Tercyak followed, looking back on how public universities used to be tuition-free and how, after that changed, students rallied together to prevent a tuition increase.

“Back in the olden days, when I went to college in Connecticut, a state school, we didn’t have tuition. We had fees. We walked around saying stuff like: ‘We’re paying for a radio station?’” Tercyak said. “I tell the story of being at the Capitol and having students lining the railing of every floor at the legislator office of the building, all the way around. If you looked out the window, there was a constant line of students. We didn’t raise tuition then.”

After the remaining three politicians presented their stories — each including the significance of how their and others’ involvement had brought profound change — the panel was asked what they saw as the biggest issues facing Connecticut and what solutions should be put into place.

“I think the biggest challenge is balancing budgets,” Porter said. “It’s about the money. It’s about making sure that it’s equitable and it’s fair and that everyone, regardless of your zip code or your ethnicity, has an opportunity to live, what we’ve coined, the ‘American Dream.’ Until we find a way to balance the budget…[without] hurting the very people who need the help the most, I think that’s the biggest challenge we have.”

Breslin agreed with Porter’s sentiment, and added that the decrease in Connecticut’s population is another major problem.

“There are a lot of us. If we can mobilize and stay involved, we can have a place at the table to make sure that the budget is going to fund the things that are important to us. We need young people to stay in Connecticut to make sure that Connecticut is the place we all want for our future,” Breslin said.

“Young people leaving the state is understandable,” Winfield said. “Connecticut is not an easy state to live in. It’s not easy to get around, it’s not easy to connect to jobs; it’s just not an easy state. If legislators are smart, they’ll have conversations with young people. We talk to people our age and then say that we don’t understand why young people do or don’t do certain things.”

On the topic of the budget, which he voted against, Winfield said: “It’s bipartisan. It’s historic in a way. I say it’s historic because we haven’t targeted poor people the way that we have in this budget. We’ve been seduced by bipartisanship. It being bipartisan doesn’t make it good. When you look at 10,000 people and [tell them] they don’t have access to their healthcare program, you can’t possibly call that good.”

When the panel was opened for questions by CCSU students and other attendees, each politician again stressed the seriousness of having everyone participate in one way or another to see change.

“Look for chances to be involved. We will change things by being involved and by making things our priority,” Tercyak explained. “It’s part of how you folks got into the mess you were in. Somebody who didn’t want to raise taxes had a good idea: ‘They can afford to pay a little bit for the university system.’ Then it grows, and their argument is: ‘It’s a bargain compared to Yale!’ Get involved. Make it easy.”

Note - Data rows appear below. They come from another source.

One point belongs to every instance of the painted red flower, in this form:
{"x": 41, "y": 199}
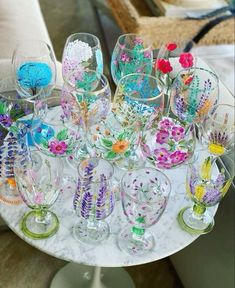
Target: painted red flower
{"x": 171, "y": 46}
{"x": 163, "y": 65}
{"x": 186, "y": 60}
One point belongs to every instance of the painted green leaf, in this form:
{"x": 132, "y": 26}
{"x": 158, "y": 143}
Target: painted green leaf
{"x": 110, "y": 155}
{"x": 107, "y": 143}
{"x": 62, "y": 135}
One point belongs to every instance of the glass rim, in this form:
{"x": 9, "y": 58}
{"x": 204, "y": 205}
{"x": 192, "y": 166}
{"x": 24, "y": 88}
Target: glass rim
{"x": 128, "y": 49}
{"x": 84, "y": 33}
{"x": 215, "y": 107}
{"x": 143, "y": 169}
{"x": 95, "y": 92}
{"x": 98, "y": 158}
{"x": 161, "y": 93}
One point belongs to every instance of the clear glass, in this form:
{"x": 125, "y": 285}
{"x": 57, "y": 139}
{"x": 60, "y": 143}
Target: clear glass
{"x": 81, "y": 51}
{"x": 145, "y": 193}
{"x": 116, "y": 138}
{"x": 207, "y": 183}
{"x": 94, "y": 200}
{"x": 14, "y": 144}
{"x": 218, "y": 130}
{"x": 132, "y": 54}
{"x": 34, "y": 69}
{"x": 166, "y": 142}
{"x": 39, "y": 187}
{"x": 194, "y": 94}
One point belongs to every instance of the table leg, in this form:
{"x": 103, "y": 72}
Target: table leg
{"x": 75, "y": 275}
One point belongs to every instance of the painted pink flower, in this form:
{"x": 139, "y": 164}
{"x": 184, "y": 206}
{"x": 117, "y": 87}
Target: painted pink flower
{"x": 58, "y": 147}
{"x": 162, "y": 136}
{"x": 177, "y": 132}
{"x": 178, "y": 157}
{"x": 171, "y": 46}
{"x": 186, "y": 60}
{"x": 163, "y": 65}
{"x": 38, "y": 198}
{"x": 162, "y": 154}
{"x": 125, "y": 57}
{"x": 166, "y": 123}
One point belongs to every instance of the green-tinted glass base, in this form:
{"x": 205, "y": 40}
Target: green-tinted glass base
{"x": 195, "y": 225}
{"x": 35, "y": 229}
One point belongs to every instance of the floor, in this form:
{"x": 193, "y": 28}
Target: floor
{"x": 22, "y": 266}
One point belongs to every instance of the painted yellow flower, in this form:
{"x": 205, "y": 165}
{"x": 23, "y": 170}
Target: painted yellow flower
{"x": 120, "y": 146}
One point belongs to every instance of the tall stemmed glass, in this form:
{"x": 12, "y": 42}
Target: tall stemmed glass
{"x": 145, "y": 193}
{"x": 34, "y": 68}
{"x": 81, "y": 51}
{"x": 132, "y": 54}
{"x": 116, "y": 139}
{"x": 39, "y": 188}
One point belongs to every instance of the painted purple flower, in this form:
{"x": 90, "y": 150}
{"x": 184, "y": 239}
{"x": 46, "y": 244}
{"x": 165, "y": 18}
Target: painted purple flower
{"x": 166, "y": 123}
{"x": 58, "y": 147}
{"x": 125, "y": 57}
{"x": 178, "y": 157}
{"x": 162, "y": 136}
{"x": 162, "y": 155}
{"x": 177, "y": 133}
{"x": 5, "y": 120}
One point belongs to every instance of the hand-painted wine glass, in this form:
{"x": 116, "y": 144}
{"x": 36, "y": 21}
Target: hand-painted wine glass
{"x": 132, "y": 54}
{"x": 145, "y": 193}
{"x": 12, "y": 146}
{"x": 194, "y": 95}
{"x": 39, "y": 188}
{"x": 81, "y": 51}
{"x": 116, "y": 139}
{"x": 218, "y": 130}
{"x": 34, "y": 68}
{"x": 207, "y": 183}
{"x": 93, "y": 200}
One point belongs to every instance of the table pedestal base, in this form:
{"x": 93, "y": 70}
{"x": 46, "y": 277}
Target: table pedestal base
{"x": 75, "y": 275}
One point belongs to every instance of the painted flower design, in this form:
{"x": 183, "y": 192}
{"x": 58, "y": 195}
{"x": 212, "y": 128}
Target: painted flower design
{"x": 186, "y": 60}
{"x": 163, "y": 66}
{"x": 162, "y": 136}
{"x": 177, "y": 133}
{"x": 58, "y": 147}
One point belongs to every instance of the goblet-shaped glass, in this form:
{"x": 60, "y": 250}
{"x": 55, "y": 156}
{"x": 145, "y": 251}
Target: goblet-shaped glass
{"x": 81, "y": 51}
{"x": 132, "y": 54}
{"x": 207, "y": 183}
{"x": 167, "y": 142}
{"x": 34, "y": 68}
{"x": 145, "y": 193}
{"x": 52, "y": 132}
{"x": 194, "y": 95}
{"x": 39, "y": 187}
{"x": 12, "y": 146}
{"x": 218, "y": 130}
{"x": 94, "y": 200}
{"x": 137, "y": 98}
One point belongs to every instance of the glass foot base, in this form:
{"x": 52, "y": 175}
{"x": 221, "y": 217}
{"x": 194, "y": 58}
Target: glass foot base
{"x": 134, "y": 244}
{"x": 195, "y": 225}
{"x": 35, "y": 229}
{"x": 76, "y": 275}
{"x": 90, "y": 233}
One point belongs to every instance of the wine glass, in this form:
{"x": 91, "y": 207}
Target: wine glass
{"x": 12, "y": 146}
{"x": 81, "y": 51}
{"x": 207, "y": 183}
{"x": 145, "y": 193}
{"x": 93, "y": 200}
{"x": 39, "y": 187}
{"x": 218, "y": 130}
{"x": 34, "y": 69}
{"x": 132, "y": 54}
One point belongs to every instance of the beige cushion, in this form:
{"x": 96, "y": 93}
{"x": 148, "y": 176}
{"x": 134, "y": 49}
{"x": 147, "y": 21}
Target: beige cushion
{"x": 20, "y": 20}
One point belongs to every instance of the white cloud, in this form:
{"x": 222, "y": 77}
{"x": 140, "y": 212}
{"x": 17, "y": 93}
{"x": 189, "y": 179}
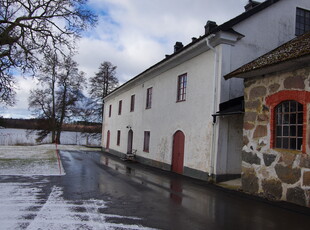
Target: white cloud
{"x": 135, "y": 34}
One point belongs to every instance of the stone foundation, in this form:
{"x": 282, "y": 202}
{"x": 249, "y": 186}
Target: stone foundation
{"x": 276, "y": 174}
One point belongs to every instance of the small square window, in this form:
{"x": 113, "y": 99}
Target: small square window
{"x": 149, "y": 98}
{"x": 182, "y": 84}
{"x": 120, "y": 107}
{"x": 118, "y": 141}
{"x": 132, "y": 103}
{"x": 110, "y": 110}
{"x": 146, "y": 144}
{"x": 302, "y": 21}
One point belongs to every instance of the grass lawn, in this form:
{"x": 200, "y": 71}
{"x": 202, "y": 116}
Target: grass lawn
{"x": 33, "y": 160}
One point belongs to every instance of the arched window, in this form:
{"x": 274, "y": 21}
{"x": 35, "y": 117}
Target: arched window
{"x": 289, "y": 125}
{"x": 288, "y": 119}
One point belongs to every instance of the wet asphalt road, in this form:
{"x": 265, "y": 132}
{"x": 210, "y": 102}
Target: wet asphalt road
{"x": 167, "y": 201}
{"x": 159, "y": 199}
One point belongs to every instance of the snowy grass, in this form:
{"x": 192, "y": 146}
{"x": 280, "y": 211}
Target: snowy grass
{"x": 22, "y": 208}
{"x": 33, "y": 160}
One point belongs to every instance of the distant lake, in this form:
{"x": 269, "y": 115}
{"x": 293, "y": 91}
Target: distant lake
{"x": 24, "y": 137}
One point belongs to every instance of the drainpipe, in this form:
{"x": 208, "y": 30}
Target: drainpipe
{"x": 214, "y": 103}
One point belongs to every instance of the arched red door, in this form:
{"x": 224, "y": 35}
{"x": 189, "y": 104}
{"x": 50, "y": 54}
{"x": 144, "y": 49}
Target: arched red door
{"x": 178, "y": 152}
{"x": 108, "y": 140}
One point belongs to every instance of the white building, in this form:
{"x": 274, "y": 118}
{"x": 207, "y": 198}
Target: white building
{"x": 165, "y": 113}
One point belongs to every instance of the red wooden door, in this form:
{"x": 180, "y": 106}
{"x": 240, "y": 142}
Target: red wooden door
{"x": 108, "y": 140}
{"x": 178, "y": 152}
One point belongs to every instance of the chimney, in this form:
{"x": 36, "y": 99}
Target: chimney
{"x": 251, "y": 4}
{"x": 210, "y": 26}
{"x": 178, "y": 46}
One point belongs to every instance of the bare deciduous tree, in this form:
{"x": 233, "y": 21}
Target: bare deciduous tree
{"x": 101, "y": 85}
{"x": 56, "y": 100}
{"x": 29, "y": 29}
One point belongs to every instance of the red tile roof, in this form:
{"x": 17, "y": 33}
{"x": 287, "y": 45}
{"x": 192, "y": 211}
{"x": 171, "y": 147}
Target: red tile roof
{"x": 296, "y": 48}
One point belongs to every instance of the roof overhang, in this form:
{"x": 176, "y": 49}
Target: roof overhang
{"x": 300, "y": 62}
{"x": 188, "y": 52}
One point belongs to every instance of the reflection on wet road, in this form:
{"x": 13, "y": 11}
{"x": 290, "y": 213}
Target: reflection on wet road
{"x": 164, "y": 200}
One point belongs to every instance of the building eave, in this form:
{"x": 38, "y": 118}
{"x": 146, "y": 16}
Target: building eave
{"x": 279, "y": 67}
{"x": 188, "y": 52}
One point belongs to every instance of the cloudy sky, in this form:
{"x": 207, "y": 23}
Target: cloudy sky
{"x": 136, "y": 34}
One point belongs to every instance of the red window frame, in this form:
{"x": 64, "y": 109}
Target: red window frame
{"x": 182, "y": 84}
{"x": 118, "y": 140}
{"x": 132, "y": 103}
{"x": 149, "y": 98}
{"x": 302, "y": 97}
{"x": 120, "y": 107}
{"x": 110, "y": 110}
{"x": 146, "y": 143}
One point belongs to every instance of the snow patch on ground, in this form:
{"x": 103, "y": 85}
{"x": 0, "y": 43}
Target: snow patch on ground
{"x": 21, "y": 208}
{"x": 34, "y": 160}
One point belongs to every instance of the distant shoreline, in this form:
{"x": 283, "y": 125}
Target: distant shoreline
{"x": 41, "y": 124}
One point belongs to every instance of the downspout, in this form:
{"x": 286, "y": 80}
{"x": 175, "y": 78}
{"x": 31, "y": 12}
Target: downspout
{"x": 214, "y": 103}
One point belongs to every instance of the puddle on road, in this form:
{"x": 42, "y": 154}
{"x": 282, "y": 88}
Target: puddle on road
{"x": 197, "y": 200}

“Get ready to give suggestions and advice to us,” Porter told a student. “Only you can tell us what’s the best way for us to help you.”

At the end of the event, attendees informed The Recorder they were glad that they had come, finding the occasion informative in both the state of things in Connecticut and how to enact solutions to current problems. Octavia Galigher, a transfer pre-nursing junior, was one such attendee.

“I liked how they were able to talk to us,” Galigher said. “I didn’t know Connecticut passed the budget and the cuts to college — like, I just started here, so that’s a big issue for me. Cuts to health insurance are going to affect me as well.”